Wrap up time is one component of the Average Handling Time metric.
Is Wrap time good or bad?
It’s a bit like asking if you are an Apple or Android user.
You will have both sides passionately argue their case (I’m Apple for the record).
The reason for the wrap time debate comes down to what’s better for the customer as well as what systems allow you to do.
Putting the systems issues to one side, let’s try a little experiment.
- Agent 1 spends 100 seconds on a call and then 100 seconds in wrap time. Total time of 200 seconds.
- Agent 2 spends 200 seconds on a call with 0 seconds wrap time. Also a total time of 200 seconds
So both agents have the same efficiency.
But what’s best for the customer?
Agent 1 only kept the customer on the line for 100 seconds whereas Agent 2 kept the customer on the line for 200 seconds, double the time.
Wrap time and systems
Sometimes there is no choice in the matter as the call centre system (or support systems) can only be accessed after a call has been terminated.
The Final Wrap
I know, clever right 🙂
Ultimately deciding whether it’s a better strategy to keep the customer on the phone until the transaction is completely finalised or letting them go as soon as possible both have merit.
If you need to provide customers with a reference number, for example.

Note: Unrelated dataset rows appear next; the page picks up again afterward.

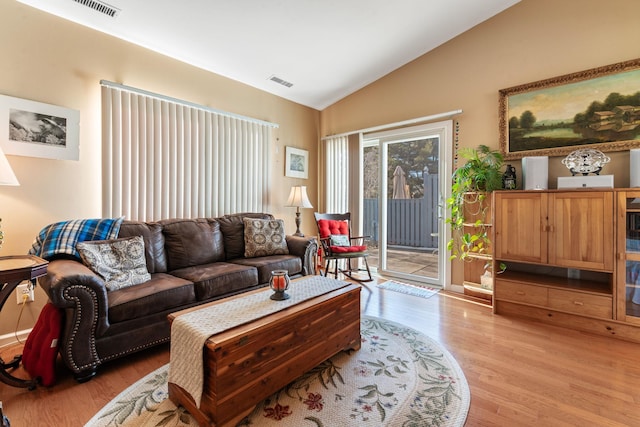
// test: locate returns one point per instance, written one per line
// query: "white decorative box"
(588, 181)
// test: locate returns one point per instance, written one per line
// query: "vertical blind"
(166, 158)
(337, 173)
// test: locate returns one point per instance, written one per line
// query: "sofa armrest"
(82, 294)
(307, 249)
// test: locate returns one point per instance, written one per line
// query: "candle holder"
(279, 283)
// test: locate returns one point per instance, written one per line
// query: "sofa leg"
(84, 376)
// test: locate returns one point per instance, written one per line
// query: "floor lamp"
(298, 198)
(7, 177)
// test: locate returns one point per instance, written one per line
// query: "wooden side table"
(14, 270)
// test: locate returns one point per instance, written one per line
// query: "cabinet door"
(581, 230)
(520, 226)
(628, 223)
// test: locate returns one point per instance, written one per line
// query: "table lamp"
(298, 198)
(7, 177)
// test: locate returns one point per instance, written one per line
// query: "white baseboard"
(9, 339)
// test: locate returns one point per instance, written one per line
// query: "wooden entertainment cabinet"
(572, 258)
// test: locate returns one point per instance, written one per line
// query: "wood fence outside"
(410, 222)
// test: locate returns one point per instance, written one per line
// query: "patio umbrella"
(400, 187)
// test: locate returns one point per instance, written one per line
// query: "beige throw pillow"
(120, 262)
(264, 237)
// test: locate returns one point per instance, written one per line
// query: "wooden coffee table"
(246, 364)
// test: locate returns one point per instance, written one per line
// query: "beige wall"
(533, 40)
(50, 60)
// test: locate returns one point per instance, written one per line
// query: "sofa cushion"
(263, 237)
(162, 292)
(190, 242)
(232, 227)
(153, 243)
(267, 264)
(220, 278)
(120, 262)
(60, 238)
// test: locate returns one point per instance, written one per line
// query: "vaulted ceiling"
(313, 52)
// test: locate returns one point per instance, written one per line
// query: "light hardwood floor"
(520, 373)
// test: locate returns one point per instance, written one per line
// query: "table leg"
(5, 376)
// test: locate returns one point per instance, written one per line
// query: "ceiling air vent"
(99, 6)
(280, 81)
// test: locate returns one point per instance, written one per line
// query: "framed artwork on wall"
(597, 108)
(34, 129)
(296, 163)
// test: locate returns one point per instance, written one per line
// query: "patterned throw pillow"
(121, 262)
(264, 237)
(339, 240)
(62, 237)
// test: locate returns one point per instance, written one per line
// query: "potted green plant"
(468, 207)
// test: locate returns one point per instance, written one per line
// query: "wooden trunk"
(246, 364)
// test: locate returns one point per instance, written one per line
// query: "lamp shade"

That can normally only be obtained once a case is logged into the system meaning the customer has to stay on the line until the agent has finished their notes right?
In the old days, maybe.
But why not just text the case number to the customer once the agent has finished writing up all their notes so the customer doesn’t have to wait on the line.
With so much technology available to call centre managers these days, I’m in the camp of letting the customer go as soon as you can.
As much as I’m sure your call centre staff are awesome, I’m sure they have better things to do.
And remember less customer effort equals more customer loyalty.